The former boss of both auto makers Nissan and Renault, Carlos Ghosn, spoke out publicly for the first time about his arrest and scape from Japan in an interview to the BBC.
Ghosn recalled how he was bundled inside a box on board a plane at 10.30 pm on a cold December night in 2019 as he waited to flee Japan.
“The plane was scheduled to take off at 11pm,” recalled the former titan of the global car industry. “The 30 minutes waiting in the box on the plane, waiting for it to take off, was probably the longest wait I’ve ever experienced in my life,” Ghosn said.
In the interview, Ghosn recalled the manner in which he was forced to take on a disguise so that he could avoid law enforcers and remain unnoticed through the streets of Tokyo.
He chose to hide inside a large music equipment box which was used for smuggling himself out of Japan where he was under house arrest over charges of financial fraud. He had fled to Lebanon – and Japan has no extradition treaty with the country.
“The thrill was that finally, I’m going to be able to tell the story,” Ghosn said.
Police in Tokyo had arrested Ghosn in November 2018 over charges filed by Nissan of him understating his annual salary as well as of misusing company funds.
Ghosh has denied all of the charges. At the time of his arrest, Ghosn was the chairman of the Japanese carmaker Nissan as well as the chairman of French auto maker Renault. He also headed the three-way alliance between Nissan, Renault and Mitsubishi.
The cot curtailment measures that Ghosn had implemented at Nissan were criticised initially but later turned out to be the saviour of the company. That had propelled Ghosn to an icon for the international auto industry and was highly respected and a very easily recognisable figure.
He however insists that he was made a “collateral damage” in a tussle between Nissan and Renault in which the Japanese car maker trued ot fight back the increasing influence on the company of Renault – which owns 43 per cent stake in the Japanese firm.
“It’s like you’re being hit by a bus or something really very traumatic happened to you. The only memory I have of this moment is shock, frozen trauma,” Ghosn said describing the moment of his arrest at Toyko airport three years ago.
Ghosn remained in custody for more than a year in Japan – including a period of house arrest from which he escaped.
“The plan was I could not show my face so I have to be hidden somewhere,” Ghosn said describing his escape. “And the only way I could be hidden [was] to be in a box or be in a luggage so nobody could see me, nobody could recognise me and the plan could work.”
“It should be a normal day where I have a normal walk with normal clothes, normal attitude and all of a sudden, everything change,” said Ghosn about the particular day he was to flee.
Ghosn travelled in a bullet train to Osaka form Tokyo where arrangements had been made for a private jet for his escape. But before getting into the plane Ghosn had to get into the large music box at a local hotel.
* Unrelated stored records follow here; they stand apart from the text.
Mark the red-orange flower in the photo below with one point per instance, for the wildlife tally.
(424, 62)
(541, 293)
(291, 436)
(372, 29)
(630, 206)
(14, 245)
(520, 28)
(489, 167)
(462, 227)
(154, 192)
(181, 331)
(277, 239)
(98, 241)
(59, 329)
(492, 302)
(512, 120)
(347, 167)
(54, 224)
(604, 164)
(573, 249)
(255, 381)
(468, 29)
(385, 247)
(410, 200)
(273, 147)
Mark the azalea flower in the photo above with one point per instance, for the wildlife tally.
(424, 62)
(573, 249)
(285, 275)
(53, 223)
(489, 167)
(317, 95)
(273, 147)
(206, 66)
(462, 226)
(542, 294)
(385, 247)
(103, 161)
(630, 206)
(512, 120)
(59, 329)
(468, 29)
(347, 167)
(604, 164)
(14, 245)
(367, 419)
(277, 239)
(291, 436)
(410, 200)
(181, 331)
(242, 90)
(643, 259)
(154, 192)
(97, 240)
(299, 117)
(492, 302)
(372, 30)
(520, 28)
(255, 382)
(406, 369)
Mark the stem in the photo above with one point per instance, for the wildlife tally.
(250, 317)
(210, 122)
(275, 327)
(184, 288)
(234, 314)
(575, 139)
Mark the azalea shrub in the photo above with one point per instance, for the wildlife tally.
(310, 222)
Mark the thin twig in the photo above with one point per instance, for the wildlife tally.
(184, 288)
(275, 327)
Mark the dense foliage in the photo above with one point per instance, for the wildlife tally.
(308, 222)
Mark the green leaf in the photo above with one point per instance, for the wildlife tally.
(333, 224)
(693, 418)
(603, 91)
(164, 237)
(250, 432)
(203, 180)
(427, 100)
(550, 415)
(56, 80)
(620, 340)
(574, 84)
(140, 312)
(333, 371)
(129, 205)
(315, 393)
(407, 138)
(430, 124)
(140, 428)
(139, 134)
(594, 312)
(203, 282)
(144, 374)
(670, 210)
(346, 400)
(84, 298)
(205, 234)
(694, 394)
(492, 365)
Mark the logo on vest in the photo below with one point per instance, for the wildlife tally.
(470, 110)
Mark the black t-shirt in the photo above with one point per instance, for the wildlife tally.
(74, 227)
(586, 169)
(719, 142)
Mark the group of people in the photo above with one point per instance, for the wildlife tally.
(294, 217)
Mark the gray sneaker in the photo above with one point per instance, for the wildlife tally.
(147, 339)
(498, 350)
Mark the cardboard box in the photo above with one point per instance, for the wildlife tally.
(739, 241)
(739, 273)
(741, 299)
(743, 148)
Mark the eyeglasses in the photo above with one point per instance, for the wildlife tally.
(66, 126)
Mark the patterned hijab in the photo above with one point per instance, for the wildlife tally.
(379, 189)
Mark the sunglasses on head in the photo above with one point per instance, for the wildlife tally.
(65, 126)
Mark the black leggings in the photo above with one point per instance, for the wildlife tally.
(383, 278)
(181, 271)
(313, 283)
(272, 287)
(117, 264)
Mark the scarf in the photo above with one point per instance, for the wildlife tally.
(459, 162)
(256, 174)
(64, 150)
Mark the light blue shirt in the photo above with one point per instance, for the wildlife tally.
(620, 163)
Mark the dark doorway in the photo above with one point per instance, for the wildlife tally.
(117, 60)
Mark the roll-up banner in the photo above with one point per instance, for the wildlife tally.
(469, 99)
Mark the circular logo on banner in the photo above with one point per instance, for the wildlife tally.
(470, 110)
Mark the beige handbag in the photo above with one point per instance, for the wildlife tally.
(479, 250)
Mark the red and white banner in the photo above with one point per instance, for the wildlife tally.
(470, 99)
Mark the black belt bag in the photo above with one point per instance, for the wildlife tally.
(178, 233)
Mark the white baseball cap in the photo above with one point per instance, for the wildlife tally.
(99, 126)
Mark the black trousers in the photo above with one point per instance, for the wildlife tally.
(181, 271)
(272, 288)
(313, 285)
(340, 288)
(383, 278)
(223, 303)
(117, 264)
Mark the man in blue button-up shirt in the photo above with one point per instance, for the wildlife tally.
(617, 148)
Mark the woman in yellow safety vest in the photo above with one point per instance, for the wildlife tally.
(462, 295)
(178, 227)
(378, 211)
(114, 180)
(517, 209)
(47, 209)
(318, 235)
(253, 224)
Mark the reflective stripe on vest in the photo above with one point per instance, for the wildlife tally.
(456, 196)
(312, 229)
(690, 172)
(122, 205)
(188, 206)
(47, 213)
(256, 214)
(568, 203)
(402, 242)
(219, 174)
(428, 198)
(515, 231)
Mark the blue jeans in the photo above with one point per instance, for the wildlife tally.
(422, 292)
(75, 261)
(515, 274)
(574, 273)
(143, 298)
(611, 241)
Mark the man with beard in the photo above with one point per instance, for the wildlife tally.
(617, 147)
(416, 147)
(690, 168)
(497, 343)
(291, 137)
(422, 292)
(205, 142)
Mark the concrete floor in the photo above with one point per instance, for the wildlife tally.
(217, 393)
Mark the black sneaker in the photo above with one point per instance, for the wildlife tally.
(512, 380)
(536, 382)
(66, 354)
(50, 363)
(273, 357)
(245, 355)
“When you get in the box, you don’t think about the past, you don’t think about the future, you just think about the moment,” he said. “You’re not afraid, you don’t have any emotion except the huge concentration on ‘this is your chance, you can’t miss it. If you miss it, you’re going to pay with your life, with the life of a hostage in Japan’.”
He was helped in being transported to the airport in Osaka by two men who posed as musicians.